Anyway, the first three ‘Vs’ – volume, velocity and variety – cannot even offer a better definition of the concept, but are not far from doing so. It is understood that Big Data is only huge amounts of data; however, you may have a volume not very large, but still fits in the context factors because of speed and range.
Big Data Solutions
In addition to handle various types of extremely large volumes of data, Big Data solutions also need to work with the processing and distribution of elasticity, i.e. support applications with data volumes that grow substantially in a short time.
The real problem is that the databases “traditional”, especially those who exploit the relational model, like MySQL, PostgreSQL and Oracle, do not show adequate to these requirements, as they are less flexible.
This is because relational databases are usually based on four properties that make adoption safe and efficient, which is why the Atomicity, Consistency, Isolation and Durability type solutions are so popular. This combination is known as ACID. Let’s see a brief description of each:
- Atomicity: every transaction must be atomic, i.e. can only be deemed effective if implemented in full;
- Consistency: all rules applied to the database must be followed;
- Isolation: no transaction can interfere with another that is in progress at the same time;
- Durability: once a transaction is completed, the resulting data cannot be lost.
The problem is that this set of properties is too restrictive for a Big Data solution. The elasticity, for example, can be frustrated by the consistency and atomicity. This is where the concept of NoSQL comes into picture.
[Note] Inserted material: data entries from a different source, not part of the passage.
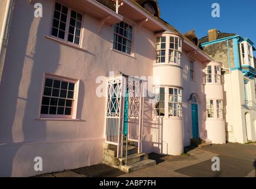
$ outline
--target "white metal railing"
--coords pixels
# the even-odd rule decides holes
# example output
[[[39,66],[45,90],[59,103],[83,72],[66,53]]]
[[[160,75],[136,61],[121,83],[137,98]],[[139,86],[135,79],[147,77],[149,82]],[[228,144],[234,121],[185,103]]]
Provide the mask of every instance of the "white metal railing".
[[[142,151],[142,84],[141,81],[131,81],[124,76],[111,78],[108,81],[105,142],[117,146],[118,157],[122,157],[124,137],[128,138],[128,141],[138,142],[138,153]],[[123,133],[125,96],[122,95],[126,93],[127,90],[129,90],[128,137],[124,136]]]

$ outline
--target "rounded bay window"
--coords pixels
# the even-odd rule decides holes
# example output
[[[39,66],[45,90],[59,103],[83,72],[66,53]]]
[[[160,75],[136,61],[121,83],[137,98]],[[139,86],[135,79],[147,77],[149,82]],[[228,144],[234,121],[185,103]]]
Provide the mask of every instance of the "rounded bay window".
[[[180,66],[182,39],[178,35],[164,33],[157,35],[155,64]]]

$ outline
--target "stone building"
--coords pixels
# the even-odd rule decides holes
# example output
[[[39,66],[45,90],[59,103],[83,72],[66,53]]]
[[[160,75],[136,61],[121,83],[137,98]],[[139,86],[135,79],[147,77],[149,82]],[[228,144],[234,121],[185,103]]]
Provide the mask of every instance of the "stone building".
[[[199,43],[204,52],[223,63],[227,141],[242,144],[256,141],[253,42],[239,35],[213,29]]]

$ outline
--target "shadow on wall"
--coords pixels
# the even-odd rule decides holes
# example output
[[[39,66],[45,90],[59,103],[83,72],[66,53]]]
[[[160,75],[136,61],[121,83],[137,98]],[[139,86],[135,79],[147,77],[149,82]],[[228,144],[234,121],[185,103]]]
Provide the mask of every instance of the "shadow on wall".
[[[256,159],[254,161],[255,177],[256,177]]]
[[[29,12],[24,14],[21,11],[24,9]],[[0,176],[25,174],[24,165],[31,172],[34,158],[44,159],[43,149],[26,148],[25,142],[47,139],[46,122],[34,119],[37,118],[43,73],[56,72],[60,49],[59,45],[53,47],[43,43],[48,21],[34,18],[34,11],[33,5],[16,1],[0,90],[4,97],[0,106],[5,107],[0,110],[0,142],[5,144],[0,147]],[[54,56],[47,56],[50,52]]]

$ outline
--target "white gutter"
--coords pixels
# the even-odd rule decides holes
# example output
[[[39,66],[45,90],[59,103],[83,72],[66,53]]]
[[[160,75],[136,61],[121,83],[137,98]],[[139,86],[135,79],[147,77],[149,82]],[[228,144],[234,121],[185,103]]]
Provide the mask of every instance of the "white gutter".
[[[12,12],[12,6],[14,0],[7,0],[5,12],[1,31],[0,35],[0,84],[2,80],[2,71],[5,58],[5,49],[7,47],[9,28],[11,24],[10,18]]]

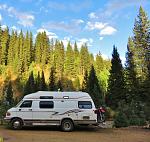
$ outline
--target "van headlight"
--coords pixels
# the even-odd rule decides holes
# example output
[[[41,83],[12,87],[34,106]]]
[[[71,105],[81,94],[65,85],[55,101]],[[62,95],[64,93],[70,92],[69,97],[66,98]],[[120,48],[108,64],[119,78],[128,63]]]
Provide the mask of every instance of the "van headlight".
[[[10,116],[11,115],[11,113],[10,112],[6,112],[6,116]]]

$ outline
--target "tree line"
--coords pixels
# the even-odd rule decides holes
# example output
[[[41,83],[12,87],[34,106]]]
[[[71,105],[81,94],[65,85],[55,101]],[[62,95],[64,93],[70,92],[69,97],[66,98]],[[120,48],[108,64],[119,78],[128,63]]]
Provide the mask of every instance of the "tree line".
[[[0,64],[1,100],[5,96],[12,103],[39,90],[84,91],[96,107],[115,112],[116,124],[150,120],[150,21],[142,7],[128,38],[125,65],[116,46],[110,61],[101,53],[94,58],[86,44],[79,50],[76,42],[68,42],[65,48],[46,32],[33,41],[31,32],[9,34],[8,28],[0,29]]]
[[[128,38],[125,67],[115,46],[111,64],[106,104],[119,111],[117,125],[150,121],[150,20],[142,7]]]
[[[46,32],[19,33],[0,26],[0,100],[12,104],[24,95],[36,91],[92,91],[92,79],[96,81],[90,94],[104,103],[107,92],[111,62],[103,59],[99,52],[95,57],[88,51],[87,44],[81,48],[77,43],[64,44],[60,40],[50,40]],[[85,90],[85,75],[89,82]],[[10,86],[11,87],[8,87]],[[10,93],[6,93],[7,91]],[[99,93],[99,95],[97,95]],[[103,99],[103,101],[98,97]],[[15,101],[16,100],[16,101]]]

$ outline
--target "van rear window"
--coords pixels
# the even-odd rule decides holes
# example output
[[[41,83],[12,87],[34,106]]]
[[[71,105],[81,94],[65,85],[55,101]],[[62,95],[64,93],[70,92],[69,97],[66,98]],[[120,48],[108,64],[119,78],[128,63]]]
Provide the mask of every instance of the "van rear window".
[[[40,101],[39,107],[40,108],[53,108],[54,102],[53,101]]]
[[[32,101],[24,101],[21,105],[20,108],[30,108],[32,106]]]
[[[79,101],[78,102],[78,107],[80,109],[91,109],[92,108],[92,103],[90,101]]]

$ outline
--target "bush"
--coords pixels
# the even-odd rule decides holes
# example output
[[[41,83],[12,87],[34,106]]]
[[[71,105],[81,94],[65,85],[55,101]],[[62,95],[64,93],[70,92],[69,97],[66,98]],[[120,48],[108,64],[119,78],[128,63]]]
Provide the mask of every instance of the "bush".
[[[115,111],[113,111],[110,107],[106,107],[105,118],[112,120],[115,116]]]
[[[114,120],[114,125],[117,128],[128,126],[128,119],[123,112],[120,111],[119,113],[117,113]]]

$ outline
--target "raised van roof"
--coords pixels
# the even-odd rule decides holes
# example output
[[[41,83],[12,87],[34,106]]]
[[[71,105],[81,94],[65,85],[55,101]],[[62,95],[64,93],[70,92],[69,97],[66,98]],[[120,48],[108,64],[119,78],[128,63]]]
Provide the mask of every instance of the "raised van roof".
[[[55,92],[55,91],[38,91],[24,96],[23,99],[79,99],[91,98],[86,92]]]

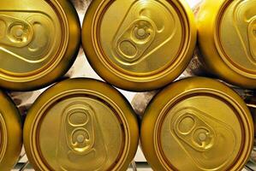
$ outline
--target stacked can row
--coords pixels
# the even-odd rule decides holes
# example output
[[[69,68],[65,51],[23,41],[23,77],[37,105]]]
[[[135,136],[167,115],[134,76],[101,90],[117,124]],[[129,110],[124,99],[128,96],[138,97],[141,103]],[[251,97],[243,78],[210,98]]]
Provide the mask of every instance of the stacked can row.
[[[255,88],[256,1],[205,0],[194,9],[195,20],[182,0],[93,0],[81,32],[68,0],[0,4],[3,89],[56,82],[74,62],[81,37],[90,64],[106,82],[134,91],[164,88],[146,103],[140,128],[143,151],[155,170],[239,170],[247,162],[253,122],[241,97],[211,79],[170,83],[187,68],[190,75]],[[22,129],[10,99],[0,97],[0,168],[9,170]],[[126,170],[137,150],[138,125],[111,86],[68,80],[33,104],[24,144],[36,170]]]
The NoSQL refers to database solutions that enable storage of different shapes, not limited to traditional relational model. Banks are more flexible type, including being compatible with a bunch of assumptions that “compete” with the ACID properties: the BASE (Basically Available, Soft state, Eventually consistency).
It is due to relational databases had been exceeded – they are too long and will be useful for a number of applications. What happens is that, generally, the larger a database becomes more costly and difficult it is: you need to optimize, add new servers, and employ more specialists in maintenance.
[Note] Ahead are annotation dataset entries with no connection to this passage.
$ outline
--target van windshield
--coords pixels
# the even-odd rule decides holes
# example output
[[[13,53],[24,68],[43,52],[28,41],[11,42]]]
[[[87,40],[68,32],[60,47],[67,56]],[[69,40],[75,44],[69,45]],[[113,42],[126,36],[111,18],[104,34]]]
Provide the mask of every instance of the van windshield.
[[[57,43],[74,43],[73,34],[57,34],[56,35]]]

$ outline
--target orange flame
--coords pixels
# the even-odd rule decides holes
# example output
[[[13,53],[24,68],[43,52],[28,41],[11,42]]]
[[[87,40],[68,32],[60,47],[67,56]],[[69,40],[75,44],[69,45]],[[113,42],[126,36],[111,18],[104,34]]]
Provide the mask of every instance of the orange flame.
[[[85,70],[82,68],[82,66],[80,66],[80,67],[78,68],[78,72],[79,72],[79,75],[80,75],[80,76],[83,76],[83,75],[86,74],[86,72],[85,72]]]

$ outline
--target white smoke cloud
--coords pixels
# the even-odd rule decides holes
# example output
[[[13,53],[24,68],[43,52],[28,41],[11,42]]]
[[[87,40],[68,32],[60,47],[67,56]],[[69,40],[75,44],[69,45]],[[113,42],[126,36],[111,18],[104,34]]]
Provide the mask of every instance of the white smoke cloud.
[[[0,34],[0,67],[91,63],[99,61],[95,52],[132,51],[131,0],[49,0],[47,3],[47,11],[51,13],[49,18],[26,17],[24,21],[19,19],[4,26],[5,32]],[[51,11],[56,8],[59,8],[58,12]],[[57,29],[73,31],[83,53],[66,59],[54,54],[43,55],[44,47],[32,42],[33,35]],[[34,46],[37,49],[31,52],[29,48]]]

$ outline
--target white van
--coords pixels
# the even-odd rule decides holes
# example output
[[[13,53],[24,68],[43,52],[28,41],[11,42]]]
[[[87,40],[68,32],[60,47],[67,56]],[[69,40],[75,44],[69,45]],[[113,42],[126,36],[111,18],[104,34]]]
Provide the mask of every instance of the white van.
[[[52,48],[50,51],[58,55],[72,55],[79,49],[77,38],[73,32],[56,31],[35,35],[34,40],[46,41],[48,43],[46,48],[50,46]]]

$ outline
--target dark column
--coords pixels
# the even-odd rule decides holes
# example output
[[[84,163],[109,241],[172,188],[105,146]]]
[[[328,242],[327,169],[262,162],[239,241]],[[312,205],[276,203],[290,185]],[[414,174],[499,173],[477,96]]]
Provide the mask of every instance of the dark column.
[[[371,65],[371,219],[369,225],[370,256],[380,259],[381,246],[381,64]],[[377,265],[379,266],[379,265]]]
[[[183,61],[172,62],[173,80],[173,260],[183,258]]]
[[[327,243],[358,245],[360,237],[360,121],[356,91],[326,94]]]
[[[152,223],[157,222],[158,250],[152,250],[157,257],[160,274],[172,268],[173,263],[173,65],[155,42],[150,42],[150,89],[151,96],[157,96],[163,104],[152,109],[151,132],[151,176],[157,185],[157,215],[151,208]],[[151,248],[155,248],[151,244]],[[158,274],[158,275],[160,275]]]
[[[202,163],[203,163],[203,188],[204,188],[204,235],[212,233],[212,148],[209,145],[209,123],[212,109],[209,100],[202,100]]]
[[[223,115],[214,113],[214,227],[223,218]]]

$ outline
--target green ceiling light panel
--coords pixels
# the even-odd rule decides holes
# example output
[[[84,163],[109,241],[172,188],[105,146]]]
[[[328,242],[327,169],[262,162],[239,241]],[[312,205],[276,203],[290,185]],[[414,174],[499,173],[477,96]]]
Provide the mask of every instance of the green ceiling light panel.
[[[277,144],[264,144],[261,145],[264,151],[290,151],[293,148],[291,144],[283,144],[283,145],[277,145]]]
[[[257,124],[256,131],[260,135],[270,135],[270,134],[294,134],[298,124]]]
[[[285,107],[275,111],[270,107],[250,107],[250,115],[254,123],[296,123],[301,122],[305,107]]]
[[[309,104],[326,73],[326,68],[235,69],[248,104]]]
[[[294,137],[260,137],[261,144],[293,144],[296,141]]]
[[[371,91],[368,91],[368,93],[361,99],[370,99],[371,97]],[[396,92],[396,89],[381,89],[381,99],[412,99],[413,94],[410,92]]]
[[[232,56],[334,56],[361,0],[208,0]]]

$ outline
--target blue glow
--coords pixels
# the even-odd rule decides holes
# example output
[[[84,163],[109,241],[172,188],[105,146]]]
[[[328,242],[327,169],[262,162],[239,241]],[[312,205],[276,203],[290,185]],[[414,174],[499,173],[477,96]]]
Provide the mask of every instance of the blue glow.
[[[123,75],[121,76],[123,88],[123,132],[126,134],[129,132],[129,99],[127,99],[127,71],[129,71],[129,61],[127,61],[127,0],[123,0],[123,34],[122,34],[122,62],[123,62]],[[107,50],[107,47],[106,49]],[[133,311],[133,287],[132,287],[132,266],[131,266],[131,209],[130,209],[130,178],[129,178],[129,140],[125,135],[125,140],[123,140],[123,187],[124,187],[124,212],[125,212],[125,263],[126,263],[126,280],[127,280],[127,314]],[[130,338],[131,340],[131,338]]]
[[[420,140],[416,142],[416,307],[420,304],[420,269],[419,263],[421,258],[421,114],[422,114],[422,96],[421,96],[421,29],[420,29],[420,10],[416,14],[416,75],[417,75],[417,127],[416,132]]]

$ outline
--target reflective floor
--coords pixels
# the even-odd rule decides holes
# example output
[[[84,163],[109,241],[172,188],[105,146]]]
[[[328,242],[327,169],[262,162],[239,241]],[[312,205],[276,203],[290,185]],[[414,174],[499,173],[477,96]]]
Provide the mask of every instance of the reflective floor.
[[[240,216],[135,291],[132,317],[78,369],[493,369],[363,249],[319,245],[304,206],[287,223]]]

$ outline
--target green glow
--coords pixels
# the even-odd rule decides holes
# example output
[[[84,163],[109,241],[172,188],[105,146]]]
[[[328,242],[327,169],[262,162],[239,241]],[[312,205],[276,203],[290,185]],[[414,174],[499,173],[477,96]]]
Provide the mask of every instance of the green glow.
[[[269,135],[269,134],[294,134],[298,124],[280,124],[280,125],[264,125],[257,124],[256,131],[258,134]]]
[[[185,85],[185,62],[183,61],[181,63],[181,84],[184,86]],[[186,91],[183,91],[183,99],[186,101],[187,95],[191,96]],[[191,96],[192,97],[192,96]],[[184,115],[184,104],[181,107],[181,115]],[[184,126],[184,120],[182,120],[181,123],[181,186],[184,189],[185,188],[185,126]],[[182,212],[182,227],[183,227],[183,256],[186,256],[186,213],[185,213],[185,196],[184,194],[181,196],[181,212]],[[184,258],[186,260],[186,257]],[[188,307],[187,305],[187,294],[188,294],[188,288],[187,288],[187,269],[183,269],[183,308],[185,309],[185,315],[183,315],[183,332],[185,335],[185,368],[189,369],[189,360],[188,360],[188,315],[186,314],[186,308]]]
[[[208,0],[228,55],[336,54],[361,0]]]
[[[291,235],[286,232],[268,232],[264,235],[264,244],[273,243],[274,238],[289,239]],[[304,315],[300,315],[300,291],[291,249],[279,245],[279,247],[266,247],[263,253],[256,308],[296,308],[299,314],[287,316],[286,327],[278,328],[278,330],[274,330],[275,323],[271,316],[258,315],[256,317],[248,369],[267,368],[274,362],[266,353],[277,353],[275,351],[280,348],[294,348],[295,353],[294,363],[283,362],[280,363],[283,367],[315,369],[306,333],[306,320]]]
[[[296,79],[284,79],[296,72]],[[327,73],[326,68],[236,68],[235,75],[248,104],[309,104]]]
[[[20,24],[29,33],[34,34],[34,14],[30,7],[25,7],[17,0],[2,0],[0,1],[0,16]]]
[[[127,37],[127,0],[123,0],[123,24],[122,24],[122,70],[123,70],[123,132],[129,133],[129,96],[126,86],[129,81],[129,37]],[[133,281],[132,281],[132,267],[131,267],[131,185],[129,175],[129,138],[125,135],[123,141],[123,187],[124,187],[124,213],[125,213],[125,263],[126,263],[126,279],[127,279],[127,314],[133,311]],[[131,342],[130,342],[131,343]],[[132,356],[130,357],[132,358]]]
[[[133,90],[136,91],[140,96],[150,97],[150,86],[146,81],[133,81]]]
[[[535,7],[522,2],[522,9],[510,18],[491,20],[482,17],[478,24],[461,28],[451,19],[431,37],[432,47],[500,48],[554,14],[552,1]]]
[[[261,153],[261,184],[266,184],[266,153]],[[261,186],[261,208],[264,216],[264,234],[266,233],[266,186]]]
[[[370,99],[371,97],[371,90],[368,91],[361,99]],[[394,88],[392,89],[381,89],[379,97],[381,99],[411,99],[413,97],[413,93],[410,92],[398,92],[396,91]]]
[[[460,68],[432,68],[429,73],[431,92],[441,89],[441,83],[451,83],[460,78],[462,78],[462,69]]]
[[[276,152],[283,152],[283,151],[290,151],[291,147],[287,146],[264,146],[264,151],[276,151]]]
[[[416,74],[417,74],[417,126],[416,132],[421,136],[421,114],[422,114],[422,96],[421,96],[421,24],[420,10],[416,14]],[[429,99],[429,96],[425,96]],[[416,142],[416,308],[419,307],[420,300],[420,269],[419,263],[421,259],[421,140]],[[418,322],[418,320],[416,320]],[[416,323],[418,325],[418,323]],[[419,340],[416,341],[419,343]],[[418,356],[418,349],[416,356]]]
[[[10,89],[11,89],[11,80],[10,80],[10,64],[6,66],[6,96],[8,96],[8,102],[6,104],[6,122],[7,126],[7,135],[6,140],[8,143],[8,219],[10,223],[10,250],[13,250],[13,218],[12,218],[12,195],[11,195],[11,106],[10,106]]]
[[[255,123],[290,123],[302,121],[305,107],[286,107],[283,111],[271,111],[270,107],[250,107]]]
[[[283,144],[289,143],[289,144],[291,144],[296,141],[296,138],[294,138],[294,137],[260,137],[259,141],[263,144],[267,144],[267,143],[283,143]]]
As a rule, scalar (make it bigger) one NoSQL databases is easier and less costly. This is possible because, besides having properties more flexible type banks are already optimized to work with parallel processing, global distribution (multiple data centers), and an immediate increase in their capacity and others.
In addition, there are more than one category of NoSQL database, causing type solutions can meet the wide range of data that exists, both structured and unstructured: databases document-oriented databases, key / value, databases, graphs, anyway.
Examples of NoSQL databases are Cassandra, MongoDB, HBase, CouchDB, Redis and Riak. But when it comes to Big Data, having only one database does not suffice. You also need to have tools that allow the processing of volumes. At this point, Hadoop is by far the main reference.
We cannot consider Big Data solutions as a perfect computational arsenal, as such type of systems are complex and still unknown by many managers and professionals and its definition is still open for discussion.
The fact is that the idea of Big Data reflects a real scenario, i.e. increasingly, huge volumes of data and therefore require an approach able to enjoy them to the fullest. Just to give an idea of this challenge, IBM announced in late 2012 that, according to their estimates, 90% of the data available in the world were only generated in the previous two years.